A LUOS paulistana também estabelece parâmetros toleráveis para diferentes incômodos, conforme o tipo de zona: ruídos (diferenciados por horário), vibração, radiação eletromagnética, odores, gases, vapores e material particulado. 

Vale lembrar que o plano diretor, cujas normas devem ser observadas pela LUOS, estabelece duas macrozonas, duas zonas, oito macroáreas, uma área, 11 setores, cinco tipos de zona especial de interesse social (ZEIS), 14 índices de ocupação e três coeficientes de cálculo de contrapartidas e que, se a Região Metropolitana tivesse um plano de desenvolvimento urbano integrado (PDUI) em vigor, como exige o Estatuto da Metrópole, haveria também um macrozoneamento a ser observado. 

No caso de empreendimentos de grande porte, o estudo de impacto de vizinhança (EIV), de elaboração obrigatória, poderá estabelecer, ainda, medidas mitigadoras e compensatórias, além de adaptações do projeto às características urbanísticas, ambientais, culturais e socioeconômicas locais.

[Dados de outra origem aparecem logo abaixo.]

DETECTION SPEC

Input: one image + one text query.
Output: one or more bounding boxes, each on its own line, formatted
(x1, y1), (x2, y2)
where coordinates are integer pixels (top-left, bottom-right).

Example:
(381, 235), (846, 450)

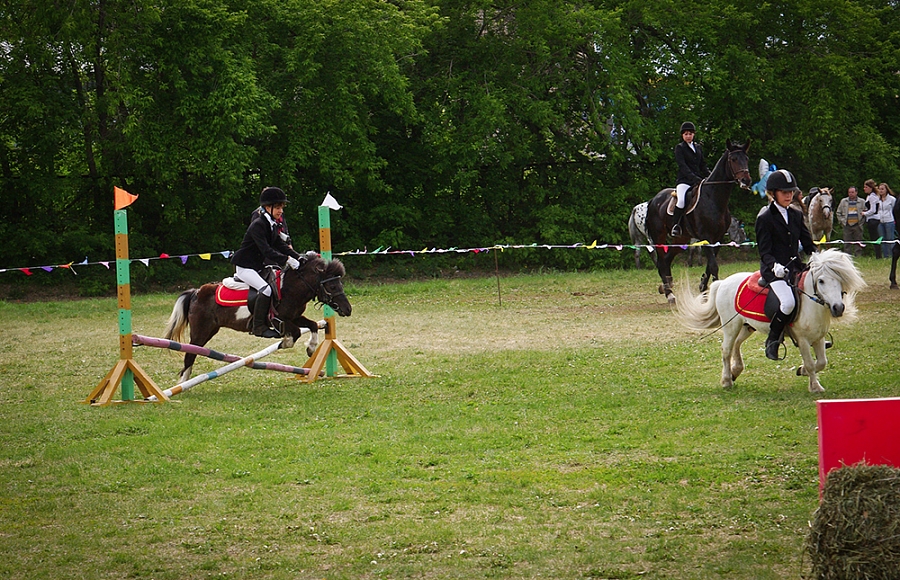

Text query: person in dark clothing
(231, 187), (300, 338)
(671, 121), (709, 236)
(756, 169), (816, 360)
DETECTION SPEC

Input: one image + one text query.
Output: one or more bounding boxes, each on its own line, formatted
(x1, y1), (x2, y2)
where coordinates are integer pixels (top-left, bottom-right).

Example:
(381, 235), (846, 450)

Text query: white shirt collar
(775, 203), (788, 223)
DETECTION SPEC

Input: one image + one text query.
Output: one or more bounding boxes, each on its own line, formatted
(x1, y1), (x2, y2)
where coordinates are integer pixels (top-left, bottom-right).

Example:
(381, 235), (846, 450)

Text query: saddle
(666, 185), (700, 215)
(216, 268), (283, 312)
(734, 270), (807, 324)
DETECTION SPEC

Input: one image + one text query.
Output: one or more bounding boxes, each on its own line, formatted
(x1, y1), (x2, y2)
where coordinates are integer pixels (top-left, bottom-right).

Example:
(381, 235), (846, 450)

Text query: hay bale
(806, 463), (900, 580)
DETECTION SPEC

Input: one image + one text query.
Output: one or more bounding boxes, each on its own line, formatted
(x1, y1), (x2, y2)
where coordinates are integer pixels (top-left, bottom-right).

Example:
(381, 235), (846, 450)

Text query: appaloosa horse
(165, 252), (352, 382)
(647, 140), (752, 304)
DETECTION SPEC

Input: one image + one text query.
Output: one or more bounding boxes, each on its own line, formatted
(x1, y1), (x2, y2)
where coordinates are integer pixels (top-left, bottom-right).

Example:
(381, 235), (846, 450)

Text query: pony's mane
(302, 252), (346, 278)
(809, 248), (866, 320)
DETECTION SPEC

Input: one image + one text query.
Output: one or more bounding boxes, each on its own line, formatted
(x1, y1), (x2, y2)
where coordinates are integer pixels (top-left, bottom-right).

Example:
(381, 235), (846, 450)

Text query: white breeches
(675, 183), (691, 209)
(769, 280), (794, 314)
(234, 266), (272, 296)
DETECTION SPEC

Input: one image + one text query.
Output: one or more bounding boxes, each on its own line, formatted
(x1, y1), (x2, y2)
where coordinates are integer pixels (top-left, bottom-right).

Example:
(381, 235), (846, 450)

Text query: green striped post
(114, 209), (134, 401)
(319, 205), (338, 377)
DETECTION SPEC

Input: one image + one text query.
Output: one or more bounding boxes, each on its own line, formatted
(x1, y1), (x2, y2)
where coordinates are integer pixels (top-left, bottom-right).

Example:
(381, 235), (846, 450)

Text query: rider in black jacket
(756, 169), (816, 360)
(231, 187), (300, 338)
(671, 121), (709, 237)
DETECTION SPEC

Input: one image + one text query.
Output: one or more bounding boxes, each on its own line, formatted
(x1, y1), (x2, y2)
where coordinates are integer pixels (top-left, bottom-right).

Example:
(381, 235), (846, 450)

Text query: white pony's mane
(809, 248), (866, 320)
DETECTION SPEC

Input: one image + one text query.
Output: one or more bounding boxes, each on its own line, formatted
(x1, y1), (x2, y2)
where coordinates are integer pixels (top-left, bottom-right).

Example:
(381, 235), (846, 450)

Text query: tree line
(0, 0), (900, 284)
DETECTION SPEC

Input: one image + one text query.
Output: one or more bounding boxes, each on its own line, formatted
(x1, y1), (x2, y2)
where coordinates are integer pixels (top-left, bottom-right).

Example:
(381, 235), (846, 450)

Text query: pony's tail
(164, 288), (197, 342)
(675, 280), (722, 330)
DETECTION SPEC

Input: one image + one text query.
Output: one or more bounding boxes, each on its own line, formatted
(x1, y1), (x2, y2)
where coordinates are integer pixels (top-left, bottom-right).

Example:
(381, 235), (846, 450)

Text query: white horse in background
(675, 249), (866, 393)
(807, 187), (834, 242)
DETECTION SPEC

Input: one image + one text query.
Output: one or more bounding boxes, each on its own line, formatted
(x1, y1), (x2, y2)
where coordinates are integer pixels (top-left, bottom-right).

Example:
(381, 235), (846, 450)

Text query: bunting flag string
(0, 250), (233, 276)
(0, 238), (900, 276)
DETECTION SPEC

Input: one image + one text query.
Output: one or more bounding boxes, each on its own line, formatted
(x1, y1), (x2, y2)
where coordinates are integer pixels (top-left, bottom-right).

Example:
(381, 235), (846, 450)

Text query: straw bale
(806, 463), (900, 580)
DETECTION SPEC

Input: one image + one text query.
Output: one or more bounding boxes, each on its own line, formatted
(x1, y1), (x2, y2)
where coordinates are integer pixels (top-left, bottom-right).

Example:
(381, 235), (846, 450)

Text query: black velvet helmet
(259, 187), (287, 205)
(766, 169), (800, 191)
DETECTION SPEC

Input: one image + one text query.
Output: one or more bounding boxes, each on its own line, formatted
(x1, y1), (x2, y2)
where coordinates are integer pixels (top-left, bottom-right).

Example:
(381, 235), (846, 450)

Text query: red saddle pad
(216, 284), (250, 306)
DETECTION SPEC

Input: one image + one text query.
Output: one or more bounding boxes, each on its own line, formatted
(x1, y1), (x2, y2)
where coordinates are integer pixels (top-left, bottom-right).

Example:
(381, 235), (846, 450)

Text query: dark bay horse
(165, 252), (352, 382)
(647, 140), (753, 303)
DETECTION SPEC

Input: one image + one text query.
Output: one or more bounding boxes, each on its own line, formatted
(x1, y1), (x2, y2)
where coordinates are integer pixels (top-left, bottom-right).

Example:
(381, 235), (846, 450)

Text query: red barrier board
(816, 398), (900, 493)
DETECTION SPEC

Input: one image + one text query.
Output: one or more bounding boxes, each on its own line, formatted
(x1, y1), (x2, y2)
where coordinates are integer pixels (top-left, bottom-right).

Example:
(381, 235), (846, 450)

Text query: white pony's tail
(163, 289), (197, 342)
(675, 280), (722, 330)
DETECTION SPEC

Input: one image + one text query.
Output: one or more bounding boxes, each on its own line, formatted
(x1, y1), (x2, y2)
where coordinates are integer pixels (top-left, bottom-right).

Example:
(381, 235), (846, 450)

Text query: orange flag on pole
(113, 187), (137, 210)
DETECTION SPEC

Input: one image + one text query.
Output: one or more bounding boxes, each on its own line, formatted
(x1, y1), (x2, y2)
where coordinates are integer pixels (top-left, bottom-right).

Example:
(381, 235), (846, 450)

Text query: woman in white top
(865, 183), (897, 258)
(863, 179), (881, 258)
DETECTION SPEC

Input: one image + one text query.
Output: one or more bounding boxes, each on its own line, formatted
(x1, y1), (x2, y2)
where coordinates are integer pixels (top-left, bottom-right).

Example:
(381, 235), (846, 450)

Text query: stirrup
(766, 340), (787, 361)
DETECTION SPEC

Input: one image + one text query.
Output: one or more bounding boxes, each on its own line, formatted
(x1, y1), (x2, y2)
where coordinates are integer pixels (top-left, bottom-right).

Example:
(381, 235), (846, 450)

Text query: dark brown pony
(647, 140), (752, 303)
(165, 253), (352, 382)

Para saber que regras se aplicam a determinado terreno, é preciso, nos mapas e quadro constantes dos anexos da LUOS, identificar a zona a que pertence e os índices e usos correspondentes. No portal GeoSampa, é possível obter uma visualização georreferenciada desses dados. 

Registre-se que cada tipo de zona, índice e uso é acompanhado de uma sigla e de uma definição. No caso das zonas, há também uma convenção cartográfica para sua representação.

Embora essa estrutura de zoneamento seja similar em todo o país, a falta de uma padronização nacional ou estadual leva cada município a adotar suas próprias siglas, conceitos e convenções cartográficas. Portanto, qualquer usuário interessado deve se familiarizar com essas particularidades ao consultar os planos diretores e LUOS de cada município.

Artigo de autoria de Victor Carvalho Pinto – Coordenador do Núcleo Cidade e Regulação do Laboratório Arq.Futuro de Cidades do Insper.

*Este texto não reflete, necessariamente, a opinião do Caos Planejado.